Hnylytsky presented his project Modesty & Luxury at the artistic forum Art Kyiv 2008. The artist himself stretched canvases onto frames three days before the launch of the exhibition.

“I come back to Ukraine very often, regularly, every other month or two,” the artist had told The Day. By that time he spent two years going back and forth between Munich and Kyiv. “It is always interesting to return here. Everything is smooth and calm in Munich. On the way from home to the airport the landscape hasn’t changed for the last ten years. But here it changes. Two months pass and the horizon is completely different. Twenty years back I told myself I was cosmopolitan. As I grew older, I found myself more in love of my native land, willing to make it better and take better care of it... No, I can’t leave [Ukraine] for Munich, not for half a year, because I feel so happy returning home.”

The Day’s Gallery advises readers to gets to know the artistic work of Hnylytsky, in particular, through comments of art expert and art critic Alisa LOZHKINA.

“Oleksandr Hnylytsky always belonged to the top-five of Ukrainian new wave” said Lozhkina. “That ­ge­neration based itself on transavantgarde — a trend characteristic of ­Ita­lian art and, in fact, a postmodern reinterpretation of modern art. In the end of the 1980s and the beginning of the 1990s Ukrainian artists were fascinated with that trend and formed Ukrainian transavantgarde. Hnylytsky was one of the pioneers of the new movement. He became an author of a great number of projects that had a great value for Ukrainian art. Hnylytsky was one of the first artists who began to experiment actively with videoart. He was very creative. Among the artistic click they even called him our Kulibin. He always searched for and could find unusual technical solutions for his projects. Hnylytsky sprang ideas forth and was at the same time a very talented artist. One can see that through all the periods of his artistic work.

“That is why after the 1990s full of experiments, installations and video, in the 2000s he returned to art. This return was very original. He began to create large format works in the style of new realism, which presupposes an interesting approach: an artist attaches importance to small everyday life objects by picturing them in a large scale.

“His works are a part of the golden collection of modern Ukrainian art. However, unfortunately, there is no full-scale museum of modern art in Ukraine. It is out of the question that Hnylytsky and artists of this generation have been given their due because there is no place in Ukraine where one could see and estimate the works of these artists, and therefore is impossible to track the history of Ukrainian art of the two past decades. Hnylytsky is not with us anymore and it is difficult to see a collection of his that would represent him.

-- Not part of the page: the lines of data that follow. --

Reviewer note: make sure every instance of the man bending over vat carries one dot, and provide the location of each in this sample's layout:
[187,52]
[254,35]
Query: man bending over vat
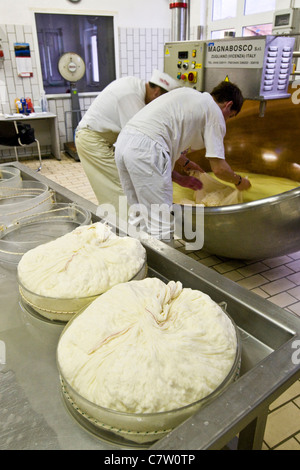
[158,136]
[100,126]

“Besides, among young artists there appeared a great number of his epigones. Those are the artists who take advantage of the achievements of the 1990s generation. However, this does not mean that the Hnylytsky’s cause found a mass response. The young artists’ strategy is that they borrow commercially successful moves.

“Artists of the late 1980s and early 1990s were pioneers, they broke up with traditions very sharply and adopted only certain technical moments. Today a different process is taking place: young painters follow the beaten track. Though, it would rather be interesting to see their own ways. That is why it is important that the institutes and centers of modern art would function in a way that they would show young people what was done by their predecessors and would explain that they need not to copy, but rather deve­lop themselves.”